By Nick Mascie-Taylor; Jean Peters et al. | Go to book overview

4

Genetic epidemiology of parasitic diseases

Sarah Williams-Blangero, John L. VandeBerg and John Blangero


Introduction

Parasitic diseases persist as major global health threats despite the dramatic advances in medical science that have occurred in the last 100 years. For some parasitic diseases, the prevalence today is similar to that observed 50 years ago even though new effective pharmacological treatments have been developed (Chan et al., 1994; Chan, 1997). The global health burden associated with these diseases is enormous. For example, using the disability adjusted life years (DALYs) measure of Murray (1994), it has been estimated that 39.0 million years of healthy life were lost worldwide due to soil-transmitted intestinal worm infections (hookworm, roundworm, and whipworm) and 35.7 million years to malaria in 1990 (Chan, 1997). By comparison, diabetes only accounted for 8.0 million years of healthy life lost in that same year, while motor vehicle accidents accounted for 31.7 million DALYs (Chan, 1997). Clearly there is a significant need for continued research aimed at identifying new mechanisms to more effectively prevent, treat, and cure parasitic diseases.
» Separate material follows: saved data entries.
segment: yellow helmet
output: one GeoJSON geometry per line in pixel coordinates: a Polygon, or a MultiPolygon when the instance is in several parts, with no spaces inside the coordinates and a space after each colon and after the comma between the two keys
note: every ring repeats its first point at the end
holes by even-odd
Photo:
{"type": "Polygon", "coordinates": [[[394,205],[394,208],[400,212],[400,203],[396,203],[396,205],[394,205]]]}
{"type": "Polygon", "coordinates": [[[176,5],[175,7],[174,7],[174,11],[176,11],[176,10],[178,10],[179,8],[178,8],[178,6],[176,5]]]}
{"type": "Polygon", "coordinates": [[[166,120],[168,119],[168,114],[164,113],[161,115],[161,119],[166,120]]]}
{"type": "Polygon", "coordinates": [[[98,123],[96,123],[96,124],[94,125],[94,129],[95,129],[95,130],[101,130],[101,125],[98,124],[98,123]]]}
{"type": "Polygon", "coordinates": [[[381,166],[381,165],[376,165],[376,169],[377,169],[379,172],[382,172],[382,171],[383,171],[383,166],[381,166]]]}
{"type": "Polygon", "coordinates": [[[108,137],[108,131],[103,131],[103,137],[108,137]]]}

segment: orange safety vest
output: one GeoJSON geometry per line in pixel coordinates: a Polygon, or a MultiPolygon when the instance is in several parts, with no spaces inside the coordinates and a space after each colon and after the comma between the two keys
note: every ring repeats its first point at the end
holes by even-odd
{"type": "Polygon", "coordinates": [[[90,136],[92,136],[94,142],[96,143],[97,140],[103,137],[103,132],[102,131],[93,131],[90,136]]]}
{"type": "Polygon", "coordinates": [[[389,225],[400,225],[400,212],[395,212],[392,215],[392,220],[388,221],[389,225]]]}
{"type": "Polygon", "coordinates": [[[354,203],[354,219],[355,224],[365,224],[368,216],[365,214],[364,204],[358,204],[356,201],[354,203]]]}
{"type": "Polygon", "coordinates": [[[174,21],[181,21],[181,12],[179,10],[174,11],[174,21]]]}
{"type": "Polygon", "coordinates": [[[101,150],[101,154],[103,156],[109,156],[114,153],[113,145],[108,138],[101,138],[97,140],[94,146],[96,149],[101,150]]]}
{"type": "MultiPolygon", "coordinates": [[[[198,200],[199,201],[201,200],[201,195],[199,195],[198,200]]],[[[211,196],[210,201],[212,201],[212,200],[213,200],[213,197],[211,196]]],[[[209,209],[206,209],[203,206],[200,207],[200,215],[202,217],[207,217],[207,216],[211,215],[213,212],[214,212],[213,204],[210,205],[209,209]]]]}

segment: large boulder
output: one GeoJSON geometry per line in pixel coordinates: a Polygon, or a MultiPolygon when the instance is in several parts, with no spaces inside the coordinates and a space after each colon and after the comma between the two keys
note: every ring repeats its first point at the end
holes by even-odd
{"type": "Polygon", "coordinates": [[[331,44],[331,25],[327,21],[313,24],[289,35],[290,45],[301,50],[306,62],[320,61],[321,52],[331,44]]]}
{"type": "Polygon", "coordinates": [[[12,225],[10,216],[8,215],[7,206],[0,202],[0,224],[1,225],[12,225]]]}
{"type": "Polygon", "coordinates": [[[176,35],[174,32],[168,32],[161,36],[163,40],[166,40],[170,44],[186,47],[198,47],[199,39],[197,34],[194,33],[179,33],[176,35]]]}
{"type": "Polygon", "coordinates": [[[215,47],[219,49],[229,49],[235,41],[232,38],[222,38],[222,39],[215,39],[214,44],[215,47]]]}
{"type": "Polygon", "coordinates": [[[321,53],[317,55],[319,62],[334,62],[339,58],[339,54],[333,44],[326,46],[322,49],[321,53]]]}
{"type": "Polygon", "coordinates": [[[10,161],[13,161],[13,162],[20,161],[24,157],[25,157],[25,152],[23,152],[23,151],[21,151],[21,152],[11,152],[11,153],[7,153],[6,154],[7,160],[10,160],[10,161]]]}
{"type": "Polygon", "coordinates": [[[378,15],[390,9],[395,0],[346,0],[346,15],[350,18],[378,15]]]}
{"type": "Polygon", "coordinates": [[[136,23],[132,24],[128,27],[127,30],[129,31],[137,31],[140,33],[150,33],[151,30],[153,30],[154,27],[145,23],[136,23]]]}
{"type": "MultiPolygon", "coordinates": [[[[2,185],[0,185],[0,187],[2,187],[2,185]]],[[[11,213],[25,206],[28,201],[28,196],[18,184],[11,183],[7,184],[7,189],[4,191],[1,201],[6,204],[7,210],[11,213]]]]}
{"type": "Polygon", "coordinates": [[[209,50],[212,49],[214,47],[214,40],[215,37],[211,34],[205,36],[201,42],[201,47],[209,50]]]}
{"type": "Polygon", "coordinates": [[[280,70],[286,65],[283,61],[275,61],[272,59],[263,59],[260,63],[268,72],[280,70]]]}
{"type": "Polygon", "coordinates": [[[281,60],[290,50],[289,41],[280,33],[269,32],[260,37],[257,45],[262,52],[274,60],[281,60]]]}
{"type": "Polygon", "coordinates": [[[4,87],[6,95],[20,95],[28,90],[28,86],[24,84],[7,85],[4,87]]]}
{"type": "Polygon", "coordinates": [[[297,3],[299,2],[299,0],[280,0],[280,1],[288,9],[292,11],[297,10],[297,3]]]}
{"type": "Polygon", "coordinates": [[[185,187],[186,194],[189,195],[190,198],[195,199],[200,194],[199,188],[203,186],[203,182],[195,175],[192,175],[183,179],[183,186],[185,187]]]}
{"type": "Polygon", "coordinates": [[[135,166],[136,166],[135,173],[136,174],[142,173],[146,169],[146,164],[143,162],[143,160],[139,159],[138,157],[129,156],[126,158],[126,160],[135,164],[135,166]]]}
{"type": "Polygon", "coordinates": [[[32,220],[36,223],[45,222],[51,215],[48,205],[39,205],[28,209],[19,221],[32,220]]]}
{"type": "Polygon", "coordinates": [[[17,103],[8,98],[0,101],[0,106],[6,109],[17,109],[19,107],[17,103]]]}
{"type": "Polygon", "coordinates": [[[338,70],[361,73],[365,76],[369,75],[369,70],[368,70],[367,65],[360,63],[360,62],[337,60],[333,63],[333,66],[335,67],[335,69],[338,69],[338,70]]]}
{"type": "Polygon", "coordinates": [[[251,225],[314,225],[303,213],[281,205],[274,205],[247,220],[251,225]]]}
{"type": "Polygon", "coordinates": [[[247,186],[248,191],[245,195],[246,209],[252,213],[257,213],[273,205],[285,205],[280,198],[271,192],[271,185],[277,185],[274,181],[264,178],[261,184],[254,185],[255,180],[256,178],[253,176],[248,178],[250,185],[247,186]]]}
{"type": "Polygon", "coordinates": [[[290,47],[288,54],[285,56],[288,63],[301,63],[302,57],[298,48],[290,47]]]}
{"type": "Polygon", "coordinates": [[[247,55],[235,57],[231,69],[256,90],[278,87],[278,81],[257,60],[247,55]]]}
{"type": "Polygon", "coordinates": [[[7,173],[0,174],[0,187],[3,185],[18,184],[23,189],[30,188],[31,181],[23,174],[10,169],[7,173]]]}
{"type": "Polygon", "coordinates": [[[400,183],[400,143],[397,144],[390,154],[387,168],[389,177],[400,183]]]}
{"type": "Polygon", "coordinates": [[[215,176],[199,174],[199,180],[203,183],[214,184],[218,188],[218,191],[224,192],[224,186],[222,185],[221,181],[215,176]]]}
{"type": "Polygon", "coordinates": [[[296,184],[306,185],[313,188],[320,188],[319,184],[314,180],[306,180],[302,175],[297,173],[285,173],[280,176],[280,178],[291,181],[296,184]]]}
Genetic epidemiology and parasitic diseases

Genetic epidemiology is one of the scientific fields identified by Anthony Fauci, Director of the National Institute of Allergy and Infectious Diseases of the U.S. National Institutes of Health, as being critical for progress in infectious disease research in the 21st century, particularly in the area of host susceptibility (Fauci, 2001). Genetic epidemiological approaches are used to characterize the host genetic components influencing disease susceptibility and outcome. While these techniques have been commonly applied in studies of complex noninfectious diseases such as atherosclerosis, diabetes, and obesity, they have been applied to infectious diseases, and particularly parasitic diseases, relatively infrequently (but see Abel et al., 1991, 1992; Marquet et al., 1996; Williams-Blangero et al., 1997a, 1997b, 1999, 2002a, 2002b; Garcia et al., 1999).

The identification and characterization of individual genes influencing disease are the ultimate goals of genetic epidemiological studies of parasitic infections. These studies can facilitate drug discovery through identification of new mechanisms influencing susceptibility to, or progression of, disease that can be targeted in the drug development process (Dykes, 1996; Gelbert and Gregg 1997).